4: People need less sleep as they get older. Older people may get less sleep or find it less refreshing as the quality of sleep changes with age. However, there is little evidence that elderly people need less sleep. 

5: Extra sleep for one night can cure you of problems with excessive daytime fatigue. One night of increased sleep won’t correct multiple nights of inadequate sleep. Also, both quantity and quality are important; you may not feel well-rested if the quality of your sleep is poor.

6: You can make up for lost sleep during the week by sleeping more on weekends. Although this sleeping pattern may make you feel more rested, this will not make up for a chronic lack of sleep or sleep debt. Also, sleeping more on weekends can alter your biological clock, making it harder to go to bed on Sunday and wake up on Monday.

7: Naps are a waste of time. Naps can help counter some effects of not getting enough sleep at night, but avoid them after about 3 p.m. to avoid sleeplessness at night. Also, limit them to 20 minutes as longer naps can make it harder for you to wake.

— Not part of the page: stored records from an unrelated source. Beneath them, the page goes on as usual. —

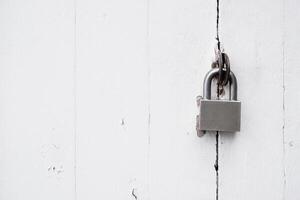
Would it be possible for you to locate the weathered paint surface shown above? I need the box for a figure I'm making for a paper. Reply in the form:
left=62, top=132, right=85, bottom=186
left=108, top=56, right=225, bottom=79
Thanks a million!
left=0, top=0, right=300, bottom=200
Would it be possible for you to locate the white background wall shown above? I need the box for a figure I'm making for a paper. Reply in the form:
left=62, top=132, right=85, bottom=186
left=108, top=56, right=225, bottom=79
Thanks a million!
left=0, top=0, right=300, bottom=200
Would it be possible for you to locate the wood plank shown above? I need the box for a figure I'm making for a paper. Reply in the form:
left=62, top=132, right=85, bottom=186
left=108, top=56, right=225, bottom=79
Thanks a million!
left=149, top=0, right=216, bottom=200
left=0, top=0, right=74, bottom=200
left=219, top=0, right=284, bottom=200
left=283, top=0, right=300, bottom=199
left=76, top=0, right=149, bottom=200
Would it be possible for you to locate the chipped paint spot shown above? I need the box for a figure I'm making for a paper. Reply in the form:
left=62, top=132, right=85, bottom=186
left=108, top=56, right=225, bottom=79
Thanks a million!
left=131, top=188, right=138, bottom=200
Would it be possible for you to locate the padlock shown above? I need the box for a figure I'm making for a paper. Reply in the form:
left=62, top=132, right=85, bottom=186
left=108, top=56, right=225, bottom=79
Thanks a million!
left=196, top=68, right=241, bottom=137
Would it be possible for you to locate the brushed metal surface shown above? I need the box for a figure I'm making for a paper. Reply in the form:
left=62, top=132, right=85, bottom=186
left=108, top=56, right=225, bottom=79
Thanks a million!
left=198, top=99, right=241, bottom=132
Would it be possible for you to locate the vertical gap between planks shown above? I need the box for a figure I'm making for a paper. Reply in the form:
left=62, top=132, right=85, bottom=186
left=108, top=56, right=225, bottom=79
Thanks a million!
left=73, top=0, right=77, bottom=200
left=146, top=0, right=151, bottom=199
left=282, top=0, right=286, bottom=200
left=214, top=0, right=221, bottom=200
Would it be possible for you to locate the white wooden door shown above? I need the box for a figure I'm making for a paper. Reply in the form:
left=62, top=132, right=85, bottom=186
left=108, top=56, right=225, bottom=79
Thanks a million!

8: Snoring is a normal part of sleep. Snoring during sleep is common, especially as people age. However, growing evidence suggests that regular snoring can make you sleepy during the day and even increase your risk for diabetes and heart disease. Loud, frequent snoring can also be a sign of sleep apnea, a serious sleep disorder.

9: Children who don’t get enough sleep will show signs of sleepiness during the day. Unlike adults, children who get inadequate sleep usually become hyperactive, irritable, and inattentive. Sleep debt is common in children and may be misdiagnosed as attention-deficit hyperactivity disorder.

10: The main cause of insomnia is worry. Although stress can cause a short bout of insomnia, a persistent inability to fall or stay asleep can be caused by many factors, including certain medications, sleep disorders, depression, anxiety disorders, asthma, arthritis, and other chronic conditions that are particularly problematic at night.